Your bottom line at a glance

What QuickBooks Online Self-Employed does quite well is help you take the guesswork out of determining how much actual income you're making throughout the year. By taking your income and reducing that number by how much you've had to spend and how much you expect to pay in taxes, you can easily see how much money you've actually made in real, spendable income on a biweekly, monthly, quarterly, and yearly basis.

As anyone owning a business knows, there's nothing worse than calculating your taxes at the end of the year, only to discover that, not only do you owe a fair amount of money to the IRS, but, in addition, you also have to pay the IRS penalties because you should have been paying quarterly estimated taxes throughout the year. QuickBooks Online Self-Employed keeps track of how how much you should be paying in quarterly taxes, warns you in advance of when the taxes are due, and automatically enters information into your 1040-ES so you can print it and send it with a check to the IRS. Plus, no surprises here, you can export all of the information you collect using QuickBooks Online Self-Employed directly into Intuit's TurboTax application.

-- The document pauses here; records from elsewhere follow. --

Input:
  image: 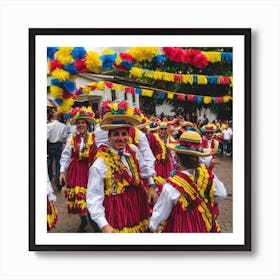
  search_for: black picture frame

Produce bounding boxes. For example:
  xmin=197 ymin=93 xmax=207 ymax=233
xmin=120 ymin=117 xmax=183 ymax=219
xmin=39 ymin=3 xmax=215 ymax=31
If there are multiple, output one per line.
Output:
xmin=29 ymin=28 xmax=252 ymax=251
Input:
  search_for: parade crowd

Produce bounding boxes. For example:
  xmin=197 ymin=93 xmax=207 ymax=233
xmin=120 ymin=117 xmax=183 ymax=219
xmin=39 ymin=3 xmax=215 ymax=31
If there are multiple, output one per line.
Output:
xmin=47 ymin=101 xmax=233 ymax=233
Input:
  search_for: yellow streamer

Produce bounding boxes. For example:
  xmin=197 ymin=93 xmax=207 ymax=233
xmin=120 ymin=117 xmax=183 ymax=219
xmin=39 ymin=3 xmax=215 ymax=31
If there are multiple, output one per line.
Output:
xmin=203 ymin=96 xmax=212 ymax=104
xmin=202 ymin=52 xmax=221 ymax=63
xmin=167 ymin=92 xmax=174 ymax=99
xmin=56 ymin=47 xmax=74 ymax=65
xmin=50 ymin=86 xmax=64 ymax=99
xmin=142 ymin=89 xmax=154 ymax=97
xmin=51 ymin=69 xmax=70 ymax=82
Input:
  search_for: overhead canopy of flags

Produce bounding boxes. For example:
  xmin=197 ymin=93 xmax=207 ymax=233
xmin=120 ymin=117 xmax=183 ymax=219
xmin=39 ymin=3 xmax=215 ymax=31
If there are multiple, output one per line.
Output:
xmin=47 ymin=47 xmax=233 ymax=115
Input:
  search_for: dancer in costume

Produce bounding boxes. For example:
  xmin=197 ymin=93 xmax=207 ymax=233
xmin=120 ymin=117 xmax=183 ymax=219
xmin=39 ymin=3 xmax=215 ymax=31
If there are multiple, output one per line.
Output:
xmin=59 ymin=107 xmax=98 ymax=232
xmin=47 ymin=173 xmax=58 ymax=231
xmin=200 ymin=123 xmax=227 ymax=217
xmin=149 ymin=131 xmax=220 ymax=233
xmin=156 ymin=122 xmax=176 ymax=178
xmin=87 ymin=101 xmax=158 ymax=233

QuickBooks Online Self-Employed lacks some features I'd like to see, chief of which is some kind of tool for creating invoices or digital receipts. I don't expect the application to be a full-fledged accounting tool for smaller businesses--it's definitely more Quicken on steroids than a trimmed-down QuickBooks. But I'd appreciate a simple way to provide customers with proof of work completed, which would also serve as a means of linking income to a job or task. The Web app also provides little in the way of reporting. It does provide a nice graphical breakdown of your income and expenses, with a focus on how your business is doing, and the option to view a Schedule C breakdown. But it would be useful to have a small set of built-in reports, like income and expenses, profit and loss, or at the very least a CSV export of income and expenses.

Bottom line

QuickBooks Online Self-Employed is an intersting application with a very specific type of user in mind. If you're a sole proprietor or small business owner who doesn't have to file a separate set of tax forms for your business, and you commingle your personal and business income in the same checking and credit accounts, QuickBooks Online Self-Employed will help you make the most you can without having to pay more than you should to the IRS.